出ると、騒ぎを聞きつけてか、大勢のアスラリアスが集まっていた。……俺を見る目が怖い。俺は完全にアスラリアスの敵ってわけだ。
「……」
モルネは微妙な顔でアルティを俺に渡す。まあ、一緒に暮らしてきた仲間をバカにされていい気にはなれないよな。
俺と長は広い場所に出て、対峙する。周りには距離を置いて他のヤツらが長を見守り、俺を睨んでいる。
「っ……」
子供に石ころを投げられた。……かなりの豪速球で、死ぬんじゃないかと内心焦ったのは顔に出さない。
長とのバトルは戦闘ではなく、ケンカらしい。長のHPが見えず、さっきの石ころでもHPは減っていない。HPが減らない分、思いっきりケンカ出来るのはいいが……。
「……キュウ……」
アルティが心配そうな声を上げる。俺はそんなアルティを撫でて、地面に下ろす。
「……待っててな、アルティ。一対一の勝負なんだ」
俺はそう言ってアルティを退かせる。
「……アスラリアスの強さ、その身に刻むといい!」
「っ!」
長が突っ込んでくる。一っ跳びで俺の眼前に来て、右手を引いている。
「はっ!」
長が右で拳を繰り出すと、ゴウッ! という音がして、俺は間一髪両手でガードする。
「っっっ!」
ガードしたんだが、足が地面を離れ、五メートル程飛んだ。……チッ。ガードした腕が痺れる。結構強いんだな。いい勝負をするのがベストなんだが、厳しいかもしれない。
「……ガードされるとはな。人間でも強いとはいうのは本当だったか」
長は大概の人間なら今の一撃で決まってると言う。
「……アスラリアスってのはこの程度なのか? もっとこいよ」
俺は長を挑発する。
「……まだまだ、こんなものではない!」
再び跳んで俺の眼前まで来るが、今度は地に足を着け、踏み込んだ。
「はぁ!」
右で殴りかかってくる。……甘いな。
「ぐっ!?」
俺は低い姿勢でそれの軌道から避けつつ、左でクロスカウンターを決める。
スポーツであるボクシングをケンカに入れるのはあまり良くないが、仕方がない。相手の身体能力は格上。どんなことでもしないと。
「……伝家の宝刀ってか」
何のボクシング漫画でクロスカウンター使ってたっけな。
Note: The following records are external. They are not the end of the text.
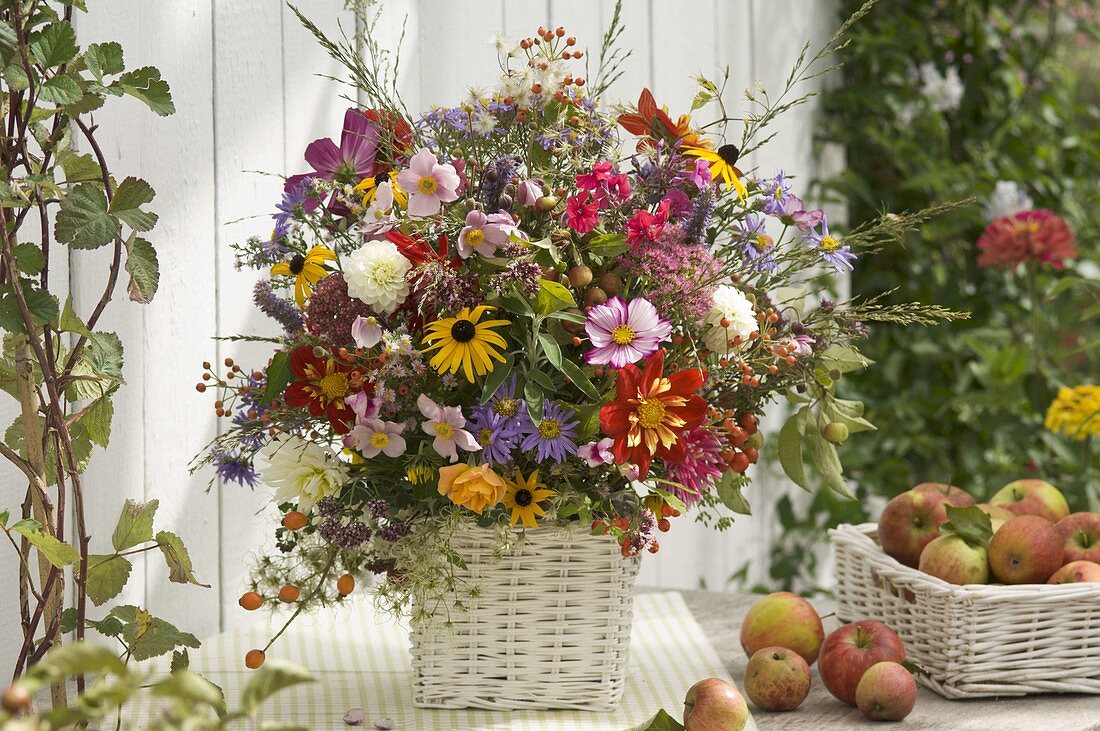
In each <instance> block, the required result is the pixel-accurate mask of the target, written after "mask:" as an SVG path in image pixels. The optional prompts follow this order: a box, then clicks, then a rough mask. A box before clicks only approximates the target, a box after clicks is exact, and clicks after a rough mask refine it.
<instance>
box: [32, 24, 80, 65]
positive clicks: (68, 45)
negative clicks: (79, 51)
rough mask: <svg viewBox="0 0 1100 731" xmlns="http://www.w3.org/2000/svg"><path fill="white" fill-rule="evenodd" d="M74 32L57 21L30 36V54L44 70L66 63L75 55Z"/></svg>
mask: <svg viewBox="0 0 1100 731" xmlns="http://www.w3.org/2000/svg"><path fill="white" fill-rule="evenodd" d="M76 52H77V45H76V31H75V30H73V25H72V24H69V23H67V22H65V21H58V22H56V23H51V24H50V25H47V26H45V27H44V29H42V30H41V31H37V32H35V33H32V34H31V53H32V54H33V55H34V57H35V59H37V62H38V63H40V64H42V65H43V66H45V67H46V68H50V67H51V66H61V65H62V64H65V63H68V62H69V60H72V59H73V56H75V55H76Z"/></svg>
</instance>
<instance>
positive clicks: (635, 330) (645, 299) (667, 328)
mask: <svg viewBox="0 0 1100 731" xmlns="http://www.w3.org/2000/svg"><path fill="white" fill-rule="evenodd" d="M584 331H585V332H586V333H587V334H588V340H591V341H592V344H593V345H594V346H595V347H594V348H593V350H591V351H587V352H586V353H585V354H584V361H585V363H588V364H596V365H602V364H609V365H610V366H612V367H613V368H623V367H626V366H627V365H629V364H631V363H637V362H638V361H641V359H642V358H648V357H649V356H650V355H652V354H653V353H656V352H657V348H658V345H659V344H660V342H661V341H662V340H664V339H667V337H668V336H669V335H670V334H671V333H672V323H670V322H669V321H668V320H664V319H662V318H661V317H660V315H658V314H657V308H656V307H653V306H652V304H651V303H650V302H649V300H647V299H642V298H640V297H636V298H635V299H632V300H630V302H629V303H627V302H625V301H624V300H623V298H621V297H613V298H612V299H609V300H607V301H606V302H605V303H603V304H597V306H596V307H592V308H588V314H587V319H586V320H585V323H584Z"/></svg>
覚えてない。
「……なめるなぁ!」
吹き飛ばなかった長は、攻勢に転じて連打を繰り出す。
「……お前こそな」
俺は足の指に力を入れ、至近距離での殴り合いを選ぶ。
「「っ!」」
最初に半歩下がったのは、ほぼ同時。
「ぬあぁ!」
「はぁ!」
再び踏み込んで殴ったのは少し長が早い。
「「っ!」」
拳はぶつかり合い、弾ける。
「はっ! ……はぁ!」
俺は構わず右手で殴りかかり、長に受け止められて、右足で蹴り上げる。
「くっ!」
長は呻いて俺の手を離し、一歩後退する。
「っらぁ!」
俺はさらに前に出て、左手で長の顔目掛けて殴る。
「ふん!」
長はそれを右手でガードし、左で俺を殴り飛ばした。
「っ!」
俺は吹き飛び、宙に浮く。受け身を取ろうとした時、長が追撃してきていて、回し蹴りを脇腹にくらう。
「がっ!」
俺はさらに勢いを増して吹っ飛び、区域を区切る壁に激突した。
……いってえな。さすがに、いい勝負にもならずに負けそうだ。
「……どうした? もう終わりか?」
長は俺が立ち上がるのを待っているようだ。
「……バカ言うんじゃねえよ。まだまだ、これからだろうが」
俺は立ち上がって黒いロングコートを脱ぎ、黒いシャツの袖を捲る。
「……いくぞ!」
長は突っ込んできて、跳び蹴りしてくる。今の俺にそれをまともに受けれる体力はないので、軌道から避ける。
「……あっ」
長の跳び蹴りは強力で、壁にめり込んでしまう程だった。長も思わず声を出してしまうくらい、間抜けで隙だらけだった。
「くっ!」
長はすぐにもう一方の足で壁を砕いて抜けようとするが、俺はその隙を逃さず腹にかかと落としをくらわせる。
「がっ!」
そのおかげか長の蹴りが凄まじく内部にまでダメージを与えていたのか、長は足が抜けて地面に叩きつけられる。
「……ふーっ」
俺は周囲の非難の目を受けても気にせず、距離を取って切れた息を整える。
「……どうした? もう終わりか?」
俺は倒れた長に言い返してやる。
「……まだまだだ」
長はダメージがあるようでゆっくり立ち上がり、俺を睨む。
「「っ……はあああぁぁぁぁぁぁぁ!!」」
俺と長は同時に突っ込み、左と右を打ち付ける。その後、数秒か数分か。必死だったせいでどれくらいの時間かは定かではないが、蹴りも拳も含めての近距離の殴り合いをした。
「「ぐっ!」」
ほぼ同時に腹に拳が入り、半歩後退する。
「うおおおおおおぉぉぉぉぉぉぉぉぉぉ!!」
長が全身全霊の一撃を、カウンターを恐れず放ってきた。
「……」
それを俺はガードしようと両手を上げて、止めた。
ガードの隙間を少し開け、周りからは見えないように、長だけには理解してもらうようにして、顔面に渾身の一撃をくらう。
「……ぐっ!」
俺はもちろん吹き飛び、背中から数メートル先の地面に落ちる。
「……人間より、強いんだろ? もったいねえ」
俺は全身の痛みを堪えて呟く。
「……ふん」
長は俺の呟きが聞こえたのか、面白くなさそうに鼻を鳴らし、他のヤツらのところへ行った。
……敵役も、楽じゃねえなぁ。
俺は染々と、身体に染みて思うのだった。